Both Stewart and Tara Borelli – a senior attorney for Lambda Legal who argued on behalf of the Nevada plaintiffs Monday – agreed that the Coalition for the Protection of Marriage had standing to intervene at the appellate level in defense of Nevada’s ban, because the plaintiffs had lost in the pre-DOMA district court ruling. However, Borelli stated that if the plaintiffs prevailed in the 9th Circuit court, the coalition would not have standing to request review from the Supreme Court.
The justices are not required to hear any of the marriage equality cases now marching toward them at lightning speed. Yet given the momentum the movement has generated, as well as the growing chorus of voices calling for a national resolution, many believe the high court will agree to hear at least one of the appeals before it and settle the matter once and for all – an opportunity the justices turned down with the Prop 8 case.To that end, Judge Reinhardt offered up his prediction during Monday’s hearing. “I think you’re going to have an opportunity to find out what Justice Kennedy really thinks,” he said, referring to the justice’s DOMA opinion affirming both states rights, and the basic dignity of gays and lesbians – two concepts seemingly at odds when it comes to same-sex marriage bans.

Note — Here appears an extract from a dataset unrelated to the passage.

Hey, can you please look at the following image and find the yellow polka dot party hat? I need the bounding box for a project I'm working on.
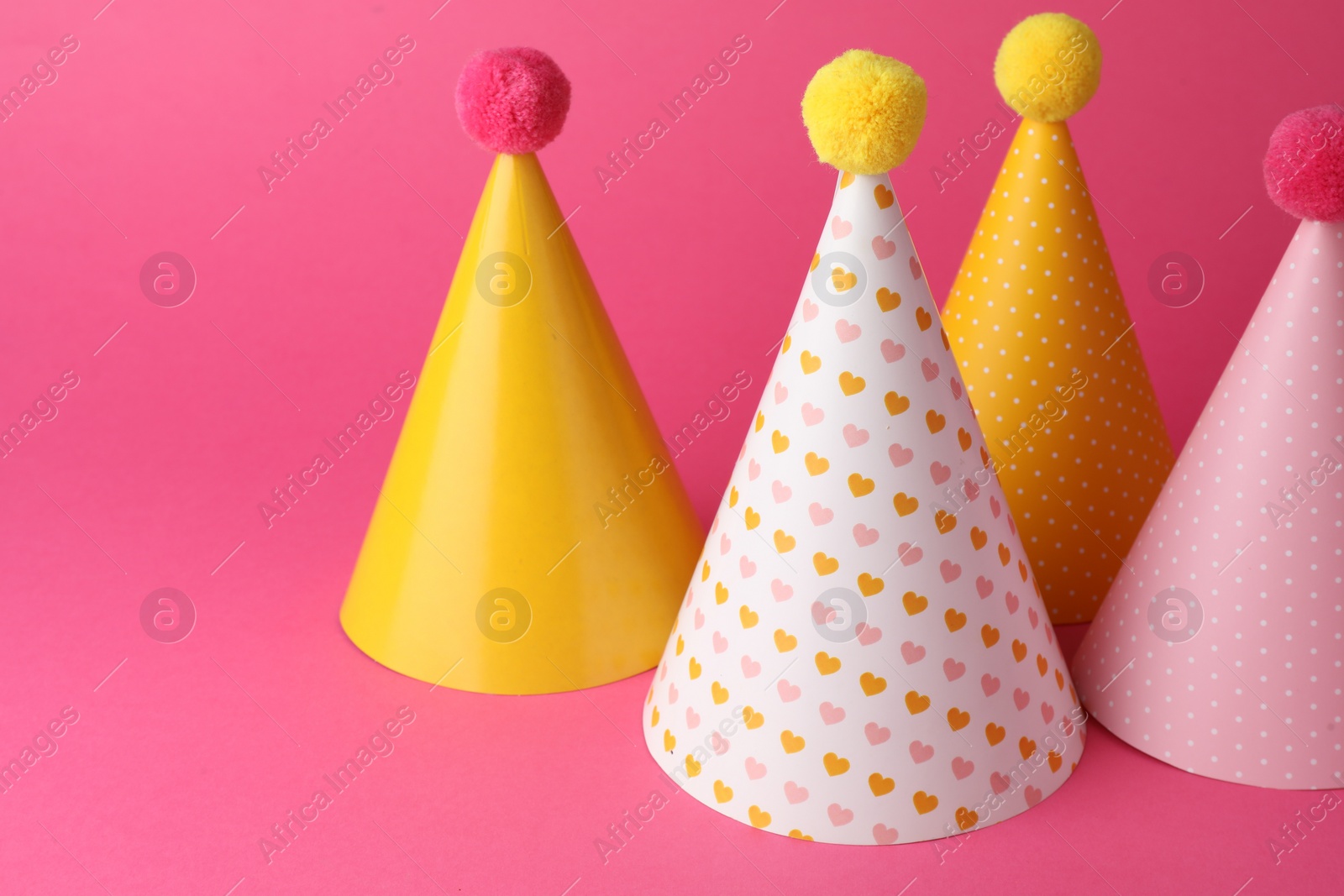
[943,13,1174,631]
[340,47,703,694]
[643,50,1084,846]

As thrilling as nationwide marriage equality would be, however, Beverly Sevcik and Mary Baranovich, the lead plaintiff couple in Nevada’s suit, have their sights set on a smaller-scale victory.
“I know it sounds very simple and basic, but one of the things I’m most looking forward to is having matching rings for the first time in 42 years,” said Sevcik, 76, to msnbc. The two had stopped for lunch in Placerville, California, en route to San Francisco for Monday’s hearing.
“It’s really hard to plan a wedding when you don’t know when it’s going to be, but we’re making a list of people we would like to invite and have our vows written out,” said Baranovich, 78. “We’re all ready to go. We just need a date.”